Money, power and the Vatican
Contemporary Review, July, 2005 by Michael Karwowski
Money and the Rise of the Modern Papacy: Financing the Vatican, 1850-1950. John F. Pollard. Cambridge University Press. [pounds sterling]48.00 (US$85.00). xx 265 pages. ISBN 0-521-81204-6.
Vatican finances are no small matter. The Protestant Reformation that decisively split Western Christendom was sparked by Martin Luther's outrage at the Church's sale of indulgences--the remission of penalties for sin whether before or after death--in order to finance the rebuilding of St Peter's in Rome. That particular instance of financial mismanagement still resonates half a millennium later with the world's two billion Christians now divided roughly equally between Catholics and non-Catholics.

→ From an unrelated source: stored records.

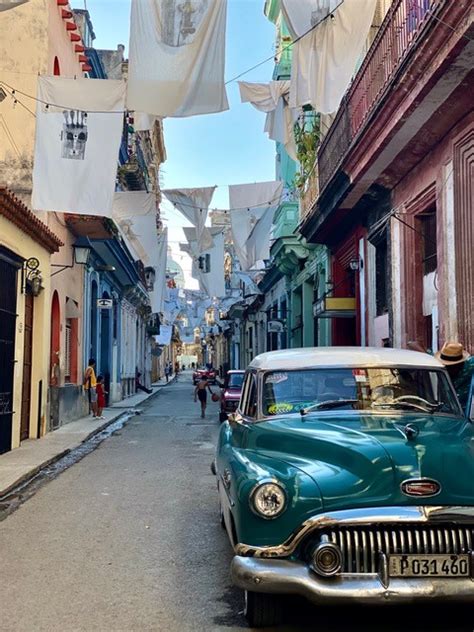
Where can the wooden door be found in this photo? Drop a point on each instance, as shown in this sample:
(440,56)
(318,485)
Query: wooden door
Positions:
(27,362)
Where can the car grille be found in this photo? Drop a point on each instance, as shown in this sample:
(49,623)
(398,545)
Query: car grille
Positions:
(361,546)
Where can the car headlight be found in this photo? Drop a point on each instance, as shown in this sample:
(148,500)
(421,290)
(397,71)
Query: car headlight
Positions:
(327,559)
(268,500)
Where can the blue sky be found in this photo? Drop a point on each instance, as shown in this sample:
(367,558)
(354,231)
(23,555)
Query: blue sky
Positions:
(226,148)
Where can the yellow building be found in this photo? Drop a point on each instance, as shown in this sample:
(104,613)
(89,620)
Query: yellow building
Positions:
(26,246)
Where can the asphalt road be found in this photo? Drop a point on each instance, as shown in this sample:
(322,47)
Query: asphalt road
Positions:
(128,539)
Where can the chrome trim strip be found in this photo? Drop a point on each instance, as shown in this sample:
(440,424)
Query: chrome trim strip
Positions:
(288,577)
(357,517)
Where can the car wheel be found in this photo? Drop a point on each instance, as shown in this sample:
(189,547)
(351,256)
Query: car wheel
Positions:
(262,610)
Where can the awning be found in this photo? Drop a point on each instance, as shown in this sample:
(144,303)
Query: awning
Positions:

At first sight, however, a book about Vatican finances that ends with the year 1950 sounds suspiciously like a contemporary irrelevance. It is, after all, the Vatican's more recent involvement in dubious financial deals such as the Calvi Affair that has brought the issue to life. But such an interpretation would fail to take into account the fact that the Vatican as we know it today with its papal personality cult, massive financial power, and a Vatican City that attracts millions of pilgrims from round the world has its roots in the period covered by this work. It is, in fact, Dr Pollard's contention that the Catholic Church's transformation from a small, semi-feudal territorial state in Italy with a fairly loose spiritual authority to a highly-centralised and autocratic organisation with almost undisputed control over its faithful both paralleled and profited from its financial metamorphosis from Italian landlord to capitalist holding company. Money and power, it seems, go together.
Yet, in what must surely be one of history's most felicitous ironies, the proclamation of Papal Infallibility in 1870, which proved to be the foundation of the Church's universal domination, occurred just weeks before the loss of its lands, essential finances, and power base to a new unified Italy. But, just as every failure can act as a springboard to future success, so did the Vatican profit from its misfortune by gradually learning to exploit its assets more effectively. Indeed, the destruction of the 1,000-year-old pontifical state to rising Italian nationalism proved a blessing in disguise in more ways than one. In the first instance, this was because henceforth the Vatican relied increasingly on mobilising donations from Catholics everywhere, and particularly from those in the New World of America, who responded more than generously to its now-manifestly needy condition. Previously, it had relied on loans from Jewish bankers to stave off bankruptcy. Secondly, its determination to hold out for full compensation for its territorial losses from the Italian state finally paid off in 1929 with a payment worth around $90 million at the prevailing exchange rate.
It was this money that was used to buy blue chip investments in the USA and to build the Vatican City that has since attracted so many high-spending pilgrims. Ironically, at the same time that the Vatican was learning to trust world capitalism with its money, it was also taking advantage of the Pope's Infallibility to issue regular encyclicals--pronouncements on ethics to the faithful--denouncing capitalism. It was definitely a case of 'Do as I say, not as I do'. As Bob Dylan commented once in a song: '... money doesn't talk, it swears'. Dr Pollard, a Cambridge don who has previously written about the Vatican and Italian Fascism, does deal with the accusations of hypocrisy, but his contention that the 'curious blindness' of the Popes on this issue 'was almost inevitable given the lack of notions of an ethical investment policy before the 1970s', treats ethics as if it were a matter of fashion.
The author does not pull his punches, however, when it comes to the Vatican's investment in munitions firms supplying arms for Italy's various imperialistic wars in the first half of the twentieth century. But he also details the truly massive amounts donated by the Vatican to relieve suffering from both World Wars and numerous natural disasters. What's more, there seems little doubt that Catholics are much happier when the Church assumes a strong line on political events and that doesn't come cheaply. In the end, Dr Pollard adopts a philosophical position in stating that when the Church did not make the most of its money it was accused of wasting opportunities and when it did it was accused of capitalist speculation. Damned if you do, damned if you don't.